I worked with a physical therapist on the medicine floor of Barnes Jewish Hospital. This means we saw patients who have pretty much any and every comorbidity under the sun and who were admitted for a reason that is not primarily neurological, cardiopulmonary, or orthopedic. For example, I saw a lot of patients admitted for falls, sepsis, altered mental status, acute kidney injuries, hypoglycemia, hypertensive emergencies, acute onset of weakness from metabolic causes… etc… I guess.
50% of patients wanted nothing to do with physical therapy. De-escalating situations with patients who had altered mental status or who were agitated at the time was a big skill to learn, but by the end of the clinical, almost no amount of sass or yelling could faze me.
Empathy and Listening
Requirements in the healthcare field.

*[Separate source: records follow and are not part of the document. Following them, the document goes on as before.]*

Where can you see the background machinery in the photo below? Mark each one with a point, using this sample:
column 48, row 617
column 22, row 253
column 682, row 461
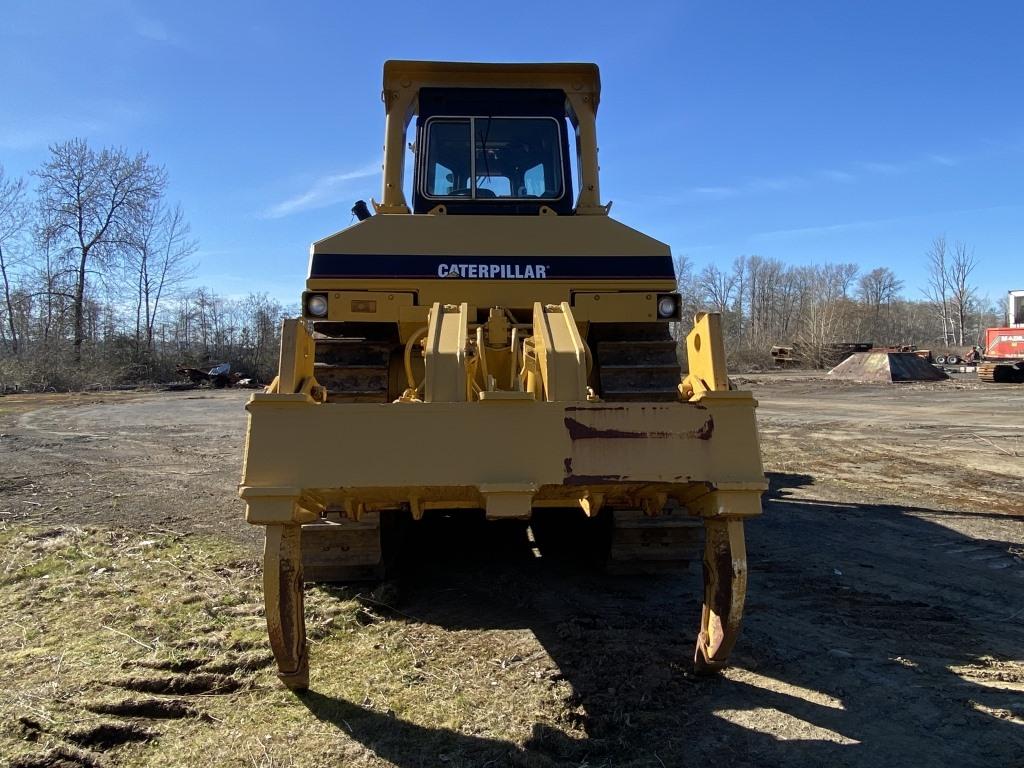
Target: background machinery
column 499, row 347
column 1003, row 357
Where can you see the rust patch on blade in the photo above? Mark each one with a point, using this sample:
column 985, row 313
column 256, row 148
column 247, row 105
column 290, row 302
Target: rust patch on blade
column 580, row 431
column 595, row 479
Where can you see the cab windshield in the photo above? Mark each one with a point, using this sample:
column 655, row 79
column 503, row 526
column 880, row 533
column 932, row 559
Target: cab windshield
column 493, row 158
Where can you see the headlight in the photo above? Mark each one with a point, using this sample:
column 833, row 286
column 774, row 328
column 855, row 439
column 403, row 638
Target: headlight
column 316, row 305
column 668, row 306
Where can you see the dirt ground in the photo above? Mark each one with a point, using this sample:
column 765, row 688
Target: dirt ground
column 885, row 623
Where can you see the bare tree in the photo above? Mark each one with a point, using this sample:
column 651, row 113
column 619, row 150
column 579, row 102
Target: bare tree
column 93, row 204
column 877, row 291
column 962, row 293
column 939, row 289
column 13, row 215
column 158, row 263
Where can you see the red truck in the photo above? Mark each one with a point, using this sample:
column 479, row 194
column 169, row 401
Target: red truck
column 1003, row 359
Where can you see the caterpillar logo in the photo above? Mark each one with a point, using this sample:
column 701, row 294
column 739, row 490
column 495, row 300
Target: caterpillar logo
column 494, row 271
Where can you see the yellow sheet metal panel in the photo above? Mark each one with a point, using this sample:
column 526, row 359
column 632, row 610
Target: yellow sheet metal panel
column 615, row 307
column 343, row 445
column 487, row 237
column 368, row 306
column 444, row 354
column 560, row 353
column 570, row 77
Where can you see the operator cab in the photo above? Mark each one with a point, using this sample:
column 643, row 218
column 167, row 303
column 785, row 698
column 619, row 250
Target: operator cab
column 493, row 151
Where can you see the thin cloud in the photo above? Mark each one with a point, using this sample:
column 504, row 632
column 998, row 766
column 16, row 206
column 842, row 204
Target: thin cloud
column 713, row 193
column 841, row 177
column 815, row 230
column 153, row 29
column 885, row 169
column 325, row 192
column 32, row 133
column 872, row 223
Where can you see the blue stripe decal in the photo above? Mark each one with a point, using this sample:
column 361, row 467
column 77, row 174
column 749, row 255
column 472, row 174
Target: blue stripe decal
column 338, row 265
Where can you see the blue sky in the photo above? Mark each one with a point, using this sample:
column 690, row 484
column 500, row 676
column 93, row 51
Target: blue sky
column 806, row 131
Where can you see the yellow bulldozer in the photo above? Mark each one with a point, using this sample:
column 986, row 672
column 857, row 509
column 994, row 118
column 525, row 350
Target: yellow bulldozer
column 501, row 347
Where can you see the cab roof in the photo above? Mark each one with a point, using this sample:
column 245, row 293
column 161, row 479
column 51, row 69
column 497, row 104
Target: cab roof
column 570, row 78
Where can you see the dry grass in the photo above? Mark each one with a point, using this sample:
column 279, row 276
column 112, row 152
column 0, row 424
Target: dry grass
column 150, row 650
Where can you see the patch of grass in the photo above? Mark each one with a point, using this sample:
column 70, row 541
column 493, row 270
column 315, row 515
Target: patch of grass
column 95, row 621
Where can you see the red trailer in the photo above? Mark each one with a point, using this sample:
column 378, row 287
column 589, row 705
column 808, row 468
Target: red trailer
column 1004, row 354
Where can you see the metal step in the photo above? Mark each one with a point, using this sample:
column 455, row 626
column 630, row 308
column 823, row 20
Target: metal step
column 353, row 370
column 667, row 543
column 339, row 550
column 638, row 371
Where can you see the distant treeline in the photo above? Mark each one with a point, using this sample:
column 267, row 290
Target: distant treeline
column 764, row 302
column 95, row 267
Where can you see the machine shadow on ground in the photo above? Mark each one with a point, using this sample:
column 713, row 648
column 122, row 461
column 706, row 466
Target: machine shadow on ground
column 853, row 668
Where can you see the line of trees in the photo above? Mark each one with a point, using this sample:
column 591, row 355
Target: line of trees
column 765, row 302
column 95, row 266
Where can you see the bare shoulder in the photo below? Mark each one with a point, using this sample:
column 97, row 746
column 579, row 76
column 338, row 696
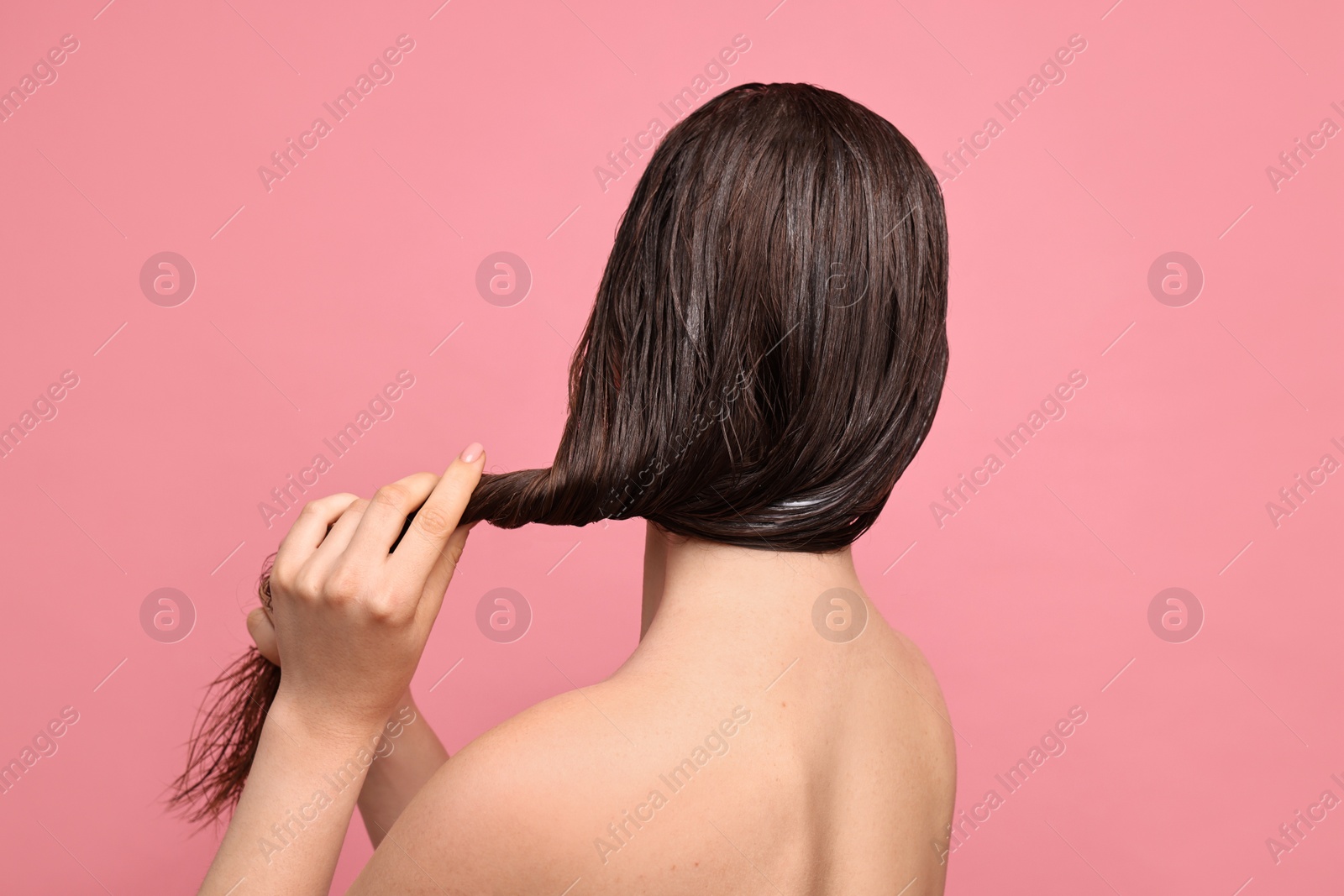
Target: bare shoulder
column 515, row 810
column 921, row 711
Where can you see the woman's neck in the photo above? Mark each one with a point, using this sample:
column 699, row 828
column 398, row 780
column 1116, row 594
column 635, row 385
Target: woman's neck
column 711, row 604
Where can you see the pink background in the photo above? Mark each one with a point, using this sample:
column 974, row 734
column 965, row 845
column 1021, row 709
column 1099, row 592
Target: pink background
column 363, row 259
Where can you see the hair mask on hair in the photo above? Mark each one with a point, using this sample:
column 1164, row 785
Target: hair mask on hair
column 765, row 356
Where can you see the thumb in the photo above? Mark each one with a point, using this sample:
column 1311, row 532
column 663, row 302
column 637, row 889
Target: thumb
column 441, row 574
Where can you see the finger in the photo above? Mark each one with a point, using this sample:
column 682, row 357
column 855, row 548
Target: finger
column 308, row 531
column 437, row 520
column 264, row 634
column 443, row 573
column 338, row 539
column 385, row 517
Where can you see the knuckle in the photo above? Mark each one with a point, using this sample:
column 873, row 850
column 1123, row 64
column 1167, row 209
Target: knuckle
column 346, row 582
column 393, row 495
column 307, row 584
column 433, row 521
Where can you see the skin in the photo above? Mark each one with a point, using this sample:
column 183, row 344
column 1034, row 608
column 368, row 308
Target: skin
column 812, row 766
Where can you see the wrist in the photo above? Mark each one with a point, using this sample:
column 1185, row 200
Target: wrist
column 302, row 718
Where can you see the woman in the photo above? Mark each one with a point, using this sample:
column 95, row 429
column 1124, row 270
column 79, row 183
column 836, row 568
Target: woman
column 764, row 358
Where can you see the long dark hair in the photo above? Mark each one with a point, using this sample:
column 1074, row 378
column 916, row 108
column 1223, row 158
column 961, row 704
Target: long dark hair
column 764, row 359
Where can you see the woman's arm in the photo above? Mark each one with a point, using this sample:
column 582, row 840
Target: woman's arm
column 351, row 618
column 289, row 825
column 407, row 755
column 396, row 775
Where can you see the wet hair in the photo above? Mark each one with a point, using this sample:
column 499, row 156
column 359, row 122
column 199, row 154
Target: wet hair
column 765, row 356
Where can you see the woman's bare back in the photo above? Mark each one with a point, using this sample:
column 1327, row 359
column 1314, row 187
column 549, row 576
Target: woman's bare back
column 824, row 768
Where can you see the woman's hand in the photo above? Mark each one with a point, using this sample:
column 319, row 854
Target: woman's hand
column 349, row 618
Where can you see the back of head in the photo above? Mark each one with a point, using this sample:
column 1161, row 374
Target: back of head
column 768, row 344
column 764, row 358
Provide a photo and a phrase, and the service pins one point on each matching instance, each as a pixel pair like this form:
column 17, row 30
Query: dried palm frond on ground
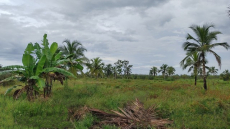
column 131, row 117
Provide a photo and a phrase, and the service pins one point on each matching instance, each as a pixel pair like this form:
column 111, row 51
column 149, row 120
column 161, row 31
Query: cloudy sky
column 145, row 32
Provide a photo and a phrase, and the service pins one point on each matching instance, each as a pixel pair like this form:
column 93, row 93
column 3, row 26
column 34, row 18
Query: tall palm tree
column 192, row 61
column 170, row 70
column 163, row 69
column 153, row 71
column 96, row 67
column 75, row 52
column 203, row 43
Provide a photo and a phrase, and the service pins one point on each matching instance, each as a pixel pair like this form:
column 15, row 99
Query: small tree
column 163, row 69
column 225, row 75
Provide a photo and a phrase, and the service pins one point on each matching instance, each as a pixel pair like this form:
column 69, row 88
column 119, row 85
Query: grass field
column 187, row 105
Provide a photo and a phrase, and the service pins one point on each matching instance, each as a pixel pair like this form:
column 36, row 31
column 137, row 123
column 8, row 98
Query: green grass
column 187, row 105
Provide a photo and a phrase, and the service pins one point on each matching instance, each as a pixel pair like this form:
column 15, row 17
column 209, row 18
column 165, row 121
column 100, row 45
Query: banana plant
column 52, row 64
column 38, row 63
column 29, row 72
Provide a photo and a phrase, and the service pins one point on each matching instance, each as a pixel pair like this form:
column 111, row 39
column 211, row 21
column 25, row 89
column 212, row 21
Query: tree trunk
column 204, row 73
column 195, row 79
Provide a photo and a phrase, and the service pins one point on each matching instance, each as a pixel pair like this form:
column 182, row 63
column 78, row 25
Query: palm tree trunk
column 204, row 74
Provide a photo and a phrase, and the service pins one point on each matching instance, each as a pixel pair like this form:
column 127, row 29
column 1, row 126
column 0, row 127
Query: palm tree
column 96, row 67
column 192, row 61
column 75, row 52
column 153, row 71
column 163, row 69
column 170, row 70
column 203, row 44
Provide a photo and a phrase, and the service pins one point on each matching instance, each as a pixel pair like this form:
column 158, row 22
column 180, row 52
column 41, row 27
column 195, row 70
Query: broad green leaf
column 27, row 60
column 64, row 61
column 40, row 65
column 11, row 67
column 41, row 83
column 69, row 56
column 53, row 48
column 59, row 70
column 78, row 66
column 58, row 56
column 11, row 88
column 38, row 50
column 29, row 48
column 73, row 70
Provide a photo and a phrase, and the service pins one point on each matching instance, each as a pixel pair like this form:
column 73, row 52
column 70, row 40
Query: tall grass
column 187, row 105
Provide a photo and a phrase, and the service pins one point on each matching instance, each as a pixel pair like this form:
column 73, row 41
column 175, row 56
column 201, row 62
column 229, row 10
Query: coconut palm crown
column 203, row 43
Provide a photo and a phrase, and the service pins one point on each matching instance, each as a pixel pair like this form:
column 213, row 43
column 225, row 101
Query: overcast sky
column 145, row 32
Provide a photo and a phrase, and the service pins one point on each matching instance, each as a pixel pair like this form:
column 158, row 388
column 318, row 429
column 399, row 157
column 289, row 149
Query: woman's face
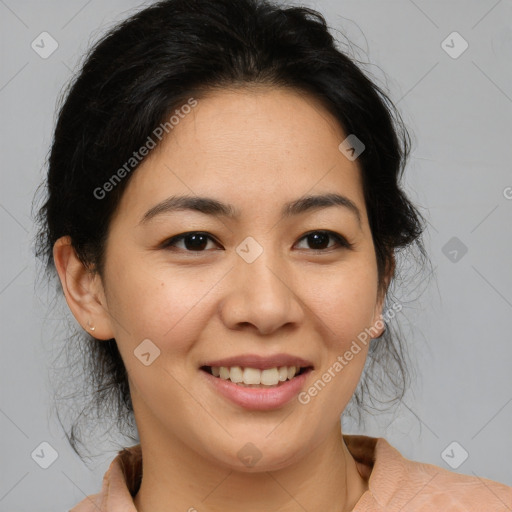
column 253, row 285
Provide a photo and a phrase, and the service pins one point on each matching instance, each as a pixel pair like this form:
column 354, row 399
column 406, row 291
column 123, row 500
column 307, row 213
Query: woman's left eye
column 319, row 238
column 197, row 241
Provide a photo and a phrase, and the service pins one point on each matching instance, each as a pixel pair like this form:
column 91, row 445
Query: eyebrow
column 213, row 207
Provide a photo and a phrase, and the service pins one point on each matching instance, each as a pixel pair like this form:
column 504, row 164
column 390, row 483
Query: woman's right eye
column 194, row 241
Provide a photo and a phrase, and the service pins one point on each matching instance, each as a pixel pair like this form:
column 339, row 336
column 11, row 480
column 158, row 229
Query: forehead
column 257, row 148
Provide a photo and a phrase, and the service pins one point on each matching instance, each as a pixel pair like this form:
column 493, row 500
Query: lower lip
column 259, row 398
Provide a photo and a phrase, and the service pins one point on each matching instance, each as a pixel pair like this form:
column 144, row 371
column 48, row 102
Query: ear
column 377, row 316
column 83, row 290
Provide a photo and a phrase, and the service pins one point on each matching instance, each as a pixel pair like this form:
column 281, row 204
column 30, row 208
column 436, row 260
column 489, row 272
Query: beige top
column 395, row 484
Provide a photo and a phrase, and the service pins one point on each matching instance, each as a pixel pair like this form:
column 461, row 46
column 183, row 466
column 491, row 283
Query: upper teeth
column 268, row 377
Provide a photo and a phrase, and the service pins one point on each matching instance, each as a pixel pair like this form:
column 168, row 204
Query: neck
column 326, row 479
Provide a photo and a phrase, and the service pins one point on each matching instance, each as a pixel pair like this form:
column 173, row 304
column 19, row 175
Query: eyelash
column 342, row 241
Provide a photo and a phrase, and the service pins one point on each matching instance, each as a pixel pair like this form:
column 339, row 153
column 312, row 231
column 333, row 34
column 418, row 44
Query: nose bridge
column 259, row 267
column 262, row 294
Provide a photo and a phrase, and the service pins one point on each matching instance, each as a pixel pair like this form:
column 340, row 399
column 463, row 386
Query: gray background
column 459, row 111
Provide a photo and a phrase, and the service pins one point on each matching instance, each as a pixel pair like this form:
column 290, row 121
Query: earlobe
column 83, row 290
column 378, row 320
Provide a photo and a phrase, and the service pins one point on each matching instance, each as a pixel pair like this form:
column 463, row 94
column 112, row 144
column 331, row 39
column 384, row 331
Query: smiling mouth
column 254, row 377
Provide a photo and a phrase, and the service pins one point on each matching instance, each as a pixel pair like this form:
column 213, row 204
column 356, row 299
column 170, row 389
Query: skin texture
column 255, row 148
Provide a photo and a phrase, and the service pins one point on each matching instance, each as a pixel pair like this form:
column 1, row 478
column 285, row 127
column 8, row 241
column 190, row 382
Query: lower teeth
column 256, row 385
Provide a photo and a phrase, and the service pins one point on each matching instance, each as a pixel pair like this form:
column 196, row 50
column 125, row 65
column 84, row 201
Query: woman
column 223, row 213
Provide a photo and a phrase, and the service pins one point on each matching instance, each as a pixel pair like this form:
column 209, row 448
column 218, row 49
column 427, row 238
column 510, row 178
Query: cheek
column 147, row 304
column 344, row 300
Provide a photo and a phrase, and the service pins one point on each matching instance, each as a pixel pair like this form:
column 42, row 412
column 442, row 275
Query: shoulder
column 397, row 483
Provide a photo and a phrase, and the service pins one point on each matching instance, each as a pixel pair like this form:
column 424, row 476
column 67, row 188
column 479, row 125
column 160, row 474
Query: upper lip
column 260, row 362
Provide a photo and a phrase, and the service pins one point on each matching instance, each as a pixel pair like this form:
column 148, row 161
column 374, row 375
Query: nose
column 262, row 295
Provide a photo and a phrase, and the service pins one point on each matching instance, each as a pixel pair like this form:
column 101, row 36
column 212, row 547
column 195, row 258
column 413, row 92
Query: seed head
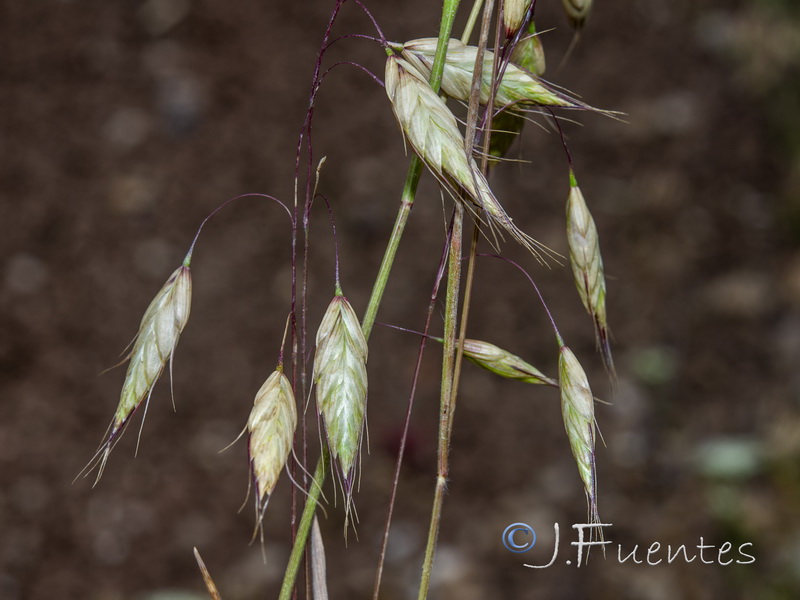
column 577, row 11
column 270, row 427
column 514, row 12
column 340, row 374
column 529, row 52
column 503, row 363
column 432, row 131
column 517, row 90
column 577, row 410
column 154, row 345
column 587, row 267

In the first few weeks of clinical, it was easy to be stressed and preoccupied over my performance as a student PT, so I had to remind myself that this job is about the patient in front of me, and the patient is hurting, often in more ways than one. Listening and motivational interviewing are always helpful.
Integrity, Honesty and Moving Forward
I made plenty of mistakes during clinical, but some were bigger than others. Thankfully, none of the mistakes resulted in anyone’s injury, but I learned some valuable lessons the hard way, that’s for sure. I had to practice integrity and timely honesty about my mistakes, and furthermore, I had to move forward and continue in confidence after all was said and done. My clinical instructor (who was amazing!) counseled me that letting my mistakes get to my head does not serve anyone well.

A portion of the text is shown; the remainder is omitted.